From the Trenches: The Confusing Case of the Two-PDC Domain
Getting a new ERP application up and running was only the first challenge for this MCP.
- By Chris Gerrib
I work as a networking consultant, providing services
to a number of small and mid-sized clients in the Chicago
area. In my work I’ve seen various disasters, “weird”
quandaries, and just plain old problems. But the worst
thing I saw was when my single NT domain decided to have
two Primary Domain Controllers (PDCs) at once!
I was on-site at a mid-sized steel manufacturer, helping
it implement J.D. Edwards’ OneWorld enterprise resource
planning (ERP) product. This Windows-based application
requires IBM AS/400, an NT server running a SQL database,
and fixed TCP/IP addressing. The client software runs
on Windows 95 or Windows NT 4.0 Workstation, but any development
work (and with any ERP project, there are tons of development
work) has to be done on NT Workstation.
The Scene of the Crime
The client had completed the project’s first phase, and
so a number of users were “live” on OneWorld, running
on the PDC. The developers now needed a test machine for
the next phase. I built a standard NT server on a Dell
server-class chassis, and added it to the domain as a
Backup Domain Controller (BDC) during the install process.
So, I now had a fairly simple network, consisting of a
PDC (let’s call it “OLD”) a BDC (“NEW”), an AS/400, all
in a single NT domain.

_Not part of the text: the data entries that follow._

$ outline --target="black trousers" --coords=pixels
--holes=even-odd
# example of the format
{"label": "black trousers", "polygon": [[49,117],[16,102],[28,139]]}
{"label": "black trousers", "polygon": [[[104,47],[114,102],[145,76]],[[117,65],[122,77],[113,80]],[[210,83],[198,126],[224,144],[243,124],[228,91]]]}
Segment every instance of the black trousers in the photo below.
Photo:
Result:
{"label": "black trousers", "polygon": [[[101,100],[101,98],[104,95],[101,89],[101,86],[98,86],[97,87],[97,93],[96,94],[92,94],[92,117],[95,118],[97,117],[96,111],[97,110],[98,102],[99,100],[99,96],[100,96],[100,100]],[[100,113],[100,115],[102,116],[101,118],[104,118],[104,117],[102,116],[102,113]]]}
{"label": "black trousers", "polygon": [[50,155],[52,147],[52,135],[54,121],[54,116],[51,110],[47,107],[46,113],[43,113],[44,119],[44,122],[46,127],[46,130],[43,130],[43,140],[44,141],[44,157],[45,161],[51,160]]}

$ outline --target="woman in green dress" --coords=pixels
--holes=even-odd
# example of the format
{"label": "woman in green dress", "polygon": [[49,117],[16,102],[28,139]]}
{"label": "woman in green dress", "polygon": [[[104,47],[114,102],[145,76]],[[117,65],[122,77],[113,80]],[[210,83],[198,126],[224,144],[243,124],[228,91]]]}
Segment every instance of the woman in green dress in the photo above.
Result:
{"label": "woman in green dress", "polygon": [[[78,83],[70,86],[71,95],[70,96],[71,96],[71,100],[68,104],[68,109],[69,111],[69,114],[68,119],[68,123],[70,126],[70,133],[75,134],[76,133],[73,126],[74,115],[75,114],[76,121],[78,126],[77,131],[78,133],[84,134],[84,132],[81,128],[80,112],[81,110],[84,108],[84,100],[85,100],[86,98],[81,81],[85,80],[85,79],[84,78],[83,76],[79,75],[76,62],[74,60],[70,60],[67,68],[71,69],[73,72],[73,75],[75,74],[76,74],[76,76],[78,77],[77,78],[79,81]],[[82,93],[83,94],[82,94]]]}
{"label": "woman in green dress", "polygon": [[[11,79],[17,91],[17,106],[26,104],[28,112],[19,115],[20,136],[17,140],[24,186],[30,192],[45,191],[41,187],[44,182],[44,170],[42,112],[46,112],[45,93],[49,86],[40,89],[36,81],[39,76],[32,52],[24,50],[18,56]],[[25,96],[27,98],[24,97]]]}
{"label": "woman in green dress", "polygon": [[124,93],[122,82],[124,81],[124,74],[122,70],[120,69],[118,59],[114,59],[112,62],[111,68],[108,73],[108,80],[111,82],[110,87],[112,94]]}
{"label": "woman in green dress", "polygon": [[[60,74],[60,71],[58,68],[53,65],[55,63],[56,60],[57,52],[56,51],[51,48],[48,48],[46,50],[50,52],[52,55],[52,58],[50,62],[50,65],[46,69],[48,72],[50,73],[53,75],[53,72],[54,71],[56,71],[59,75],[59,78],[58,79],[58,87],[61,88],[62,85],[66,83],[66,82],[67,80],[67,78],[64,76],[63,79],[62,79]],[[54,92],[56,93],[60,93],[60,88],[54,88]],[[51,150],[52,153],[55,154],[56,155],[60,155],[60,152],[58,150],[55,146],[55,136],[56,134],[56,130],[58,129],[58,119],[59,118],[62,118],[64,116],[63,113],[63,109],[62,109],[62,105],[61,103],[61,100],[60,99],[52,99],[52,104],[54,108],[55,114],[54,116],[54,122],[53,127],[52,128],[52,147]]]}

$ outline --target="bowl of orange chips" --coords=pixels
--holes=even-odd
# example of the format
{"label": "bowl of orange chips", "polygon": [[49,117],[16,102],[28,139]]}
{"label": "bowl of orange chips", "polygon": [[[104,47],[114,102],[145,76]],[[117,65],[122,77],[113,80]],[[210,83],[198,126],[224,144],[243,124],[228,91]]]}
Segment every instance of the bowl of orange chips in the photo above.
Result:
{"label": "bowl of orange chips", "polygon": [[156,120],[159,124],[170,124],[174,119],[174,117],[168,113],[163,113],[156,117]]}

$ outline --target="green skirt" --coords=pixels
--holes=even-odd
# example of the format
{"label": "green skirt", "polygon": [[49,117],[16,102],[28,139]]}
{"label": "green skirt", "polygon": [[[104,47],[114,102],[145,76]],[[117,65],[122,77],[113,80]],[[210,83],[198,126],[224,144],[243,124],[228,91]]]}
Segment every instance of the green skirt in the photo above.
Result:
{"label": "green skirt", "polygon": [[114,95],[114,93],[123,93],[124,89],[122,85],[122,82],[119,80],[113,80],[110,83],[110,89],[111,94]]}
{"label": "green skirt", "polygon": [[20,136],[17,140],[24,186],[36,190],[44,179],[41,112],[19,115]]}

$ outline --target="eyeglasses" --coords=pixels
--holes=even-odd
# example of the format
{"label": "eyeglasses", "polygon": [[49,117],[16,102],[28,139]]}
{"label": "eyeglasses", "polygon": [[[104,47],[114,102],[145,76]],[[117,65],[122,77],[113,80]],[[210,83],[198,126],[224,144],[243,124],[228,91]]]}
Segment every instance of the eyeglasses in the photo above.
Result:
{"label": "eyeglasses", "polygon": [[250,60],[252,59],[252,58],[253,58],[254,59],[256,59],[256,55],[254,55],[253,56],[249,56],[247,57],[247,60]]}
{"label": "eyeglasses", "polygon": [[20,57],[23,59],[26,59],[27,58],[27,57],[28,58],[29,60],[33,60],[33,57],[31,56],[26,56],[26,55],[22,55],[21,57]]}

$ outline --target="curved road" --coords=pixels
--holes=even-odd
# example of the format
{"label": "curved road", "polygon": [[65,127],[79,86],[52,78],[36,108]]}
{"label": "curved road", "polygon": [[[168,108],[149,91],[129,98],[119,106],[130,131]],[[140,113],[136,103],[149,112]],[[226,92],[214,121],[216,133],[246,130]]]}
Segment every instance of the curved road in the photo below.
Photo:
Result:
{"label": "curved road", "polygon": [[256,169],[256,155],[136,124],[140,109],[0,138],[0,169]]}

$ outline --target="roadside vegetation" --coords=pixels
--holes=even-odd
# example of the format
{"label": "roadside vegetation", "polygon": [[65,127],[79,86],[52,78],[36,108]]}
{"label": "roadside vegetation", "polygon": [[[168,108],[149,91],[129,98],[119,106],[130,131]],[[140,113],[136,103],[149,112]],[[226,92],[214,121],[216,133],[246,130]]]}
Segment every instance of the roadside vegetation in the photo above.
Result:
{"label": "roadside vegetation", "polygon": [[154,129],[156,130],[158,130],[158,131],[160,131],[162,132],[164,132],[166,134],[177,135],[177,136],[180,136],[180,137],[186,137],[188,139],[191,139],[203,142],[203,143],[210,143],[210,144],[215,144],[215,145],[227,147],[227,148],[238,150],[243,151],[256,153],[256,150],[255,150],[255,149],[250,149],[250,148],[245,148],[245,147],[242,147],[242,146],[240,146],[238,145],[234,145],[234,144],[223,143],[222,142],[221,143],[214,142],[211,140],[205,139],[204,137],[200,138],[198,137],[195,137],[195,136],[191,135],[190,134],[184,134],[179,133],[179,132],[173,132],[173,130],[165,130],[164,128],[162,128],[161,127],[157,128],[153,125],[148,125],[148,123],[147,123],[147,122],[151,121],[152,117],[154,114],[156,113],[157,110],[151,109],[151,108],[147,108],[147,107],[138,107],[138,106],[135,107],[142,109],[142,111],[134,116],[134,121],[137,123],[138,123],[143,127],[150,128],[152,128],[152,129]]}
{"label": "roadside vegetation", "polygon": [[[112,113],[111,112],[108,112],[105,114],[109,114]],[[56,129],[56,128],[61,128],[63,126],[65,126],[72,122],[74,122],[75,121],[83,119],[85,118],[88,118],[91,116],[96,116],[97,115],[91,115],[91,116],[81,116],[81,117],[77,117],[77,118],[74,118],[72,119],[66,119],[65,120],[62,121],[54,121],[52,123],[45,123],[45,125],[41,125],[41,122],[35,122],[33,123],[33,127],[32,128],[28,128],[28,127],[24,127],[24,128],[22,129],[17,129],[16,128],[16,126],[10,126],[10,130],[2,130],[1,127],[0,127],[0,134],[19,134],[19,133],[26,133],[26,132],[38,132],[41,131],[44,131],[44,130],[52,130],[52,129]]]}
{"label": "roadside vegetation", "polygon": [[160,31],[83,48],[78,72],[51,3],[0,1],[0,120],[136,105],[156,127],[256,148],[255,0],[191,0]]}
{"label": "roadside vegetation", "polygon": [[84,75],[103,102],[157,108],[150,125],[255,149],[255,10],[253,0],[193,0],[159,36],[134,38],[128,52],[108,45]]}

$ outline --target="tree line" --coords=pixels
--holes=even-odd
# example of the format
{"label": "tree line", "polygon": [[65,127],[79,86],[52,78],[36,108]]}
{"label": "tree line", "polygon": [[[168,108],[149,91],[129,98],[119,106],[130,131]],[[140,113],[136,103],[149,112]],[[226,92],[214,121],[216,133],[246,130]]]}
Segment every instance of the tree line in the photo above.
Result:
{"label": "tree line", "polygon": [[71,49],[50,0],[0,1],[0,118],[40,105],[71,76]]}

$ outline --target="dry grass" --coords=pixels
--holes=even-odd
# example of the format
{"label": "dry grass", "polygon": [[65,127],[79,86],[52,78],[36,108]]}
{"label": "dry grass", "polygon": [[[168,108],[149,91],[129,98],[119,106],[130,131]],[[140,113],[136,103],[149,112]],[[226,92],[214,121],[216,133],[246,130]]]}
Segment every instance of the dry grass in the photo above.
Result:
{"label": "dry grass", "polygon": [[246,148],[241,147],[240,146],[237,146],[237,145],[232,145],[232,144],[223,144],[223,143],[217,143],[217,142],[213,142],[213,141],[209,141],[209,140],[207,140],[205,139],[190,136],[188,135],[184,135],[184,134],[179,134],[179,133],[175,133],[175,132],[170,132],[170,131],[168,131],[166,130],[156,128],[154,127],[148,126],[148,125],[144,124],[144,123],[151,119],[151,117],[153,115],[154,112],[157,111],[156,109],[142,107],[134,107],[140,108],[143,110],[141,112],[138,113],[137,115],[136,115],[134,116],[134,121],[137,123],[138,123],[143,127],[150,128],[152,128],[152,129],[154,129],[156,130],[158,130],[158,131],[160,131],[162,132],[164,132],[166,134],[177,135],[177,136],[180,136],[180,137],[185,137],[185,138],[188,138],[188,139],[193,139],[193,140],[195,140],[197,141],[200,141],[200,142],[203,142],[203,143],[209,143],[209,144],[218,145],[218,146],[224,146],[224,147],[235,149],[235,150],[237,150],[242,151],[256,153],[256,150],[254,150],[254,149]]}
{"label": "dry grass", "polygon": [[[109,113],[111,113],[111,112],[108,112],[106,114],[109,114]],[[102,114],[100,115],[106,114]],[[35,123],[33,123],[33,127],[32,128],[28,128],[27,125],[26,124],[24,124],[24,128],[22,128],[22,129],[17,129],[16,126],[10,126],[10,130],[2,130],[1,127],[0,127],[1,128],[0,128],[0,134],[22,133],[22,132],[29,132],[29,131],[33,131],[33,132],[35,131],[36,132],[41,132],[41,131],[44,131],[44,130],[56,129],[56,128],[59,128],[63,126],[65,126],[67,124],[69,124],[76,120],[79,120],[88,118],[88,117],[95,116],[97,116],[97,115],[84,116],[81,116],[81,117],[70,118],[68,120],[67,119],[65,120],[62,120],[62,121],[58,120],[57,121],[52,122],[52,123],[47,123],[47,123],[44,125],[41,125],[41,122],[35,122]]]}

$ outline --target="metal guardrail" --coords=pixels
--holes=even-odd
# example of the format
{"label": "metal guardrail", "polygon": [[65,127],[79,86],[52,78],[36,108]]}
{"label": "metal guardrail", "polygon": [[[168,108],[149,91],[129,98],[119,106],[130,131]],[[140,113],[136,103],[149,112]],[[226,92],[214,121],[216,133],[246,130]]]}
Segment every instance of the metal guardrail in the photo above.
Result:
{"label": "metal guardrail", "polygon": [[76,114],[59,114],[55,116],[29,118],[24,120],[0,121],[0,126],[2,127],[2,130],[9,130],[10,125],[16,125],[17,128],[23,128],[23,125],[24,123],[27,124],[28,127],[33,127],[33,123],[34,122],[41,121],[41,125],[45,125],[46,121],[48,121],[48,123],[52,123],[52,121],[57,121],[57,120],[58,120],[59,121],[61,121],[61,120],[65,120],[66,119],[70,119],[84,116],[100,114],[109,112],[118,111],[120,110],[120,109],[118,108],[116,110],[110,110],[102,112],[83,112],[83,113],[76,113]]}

All devices had the then-latest
service packs installed.
About two weeks later OLD crashed due to a hardware failure.
It was a fairly quick fix; but to allow users some network
services, I promoted NEW to PDC while I fixed OLD. Within
a few hours, I got OLD back up. It came up as a PDC in
Server Manager. I demoted NEW to BDC in Server Manager
without errors—or so I thought. After a brief refresh
both Server Manager displays agreed; OLD was the PDC,
NEW was the BDC. I had taken all client PCs down during
this swap and now asked them to log back in.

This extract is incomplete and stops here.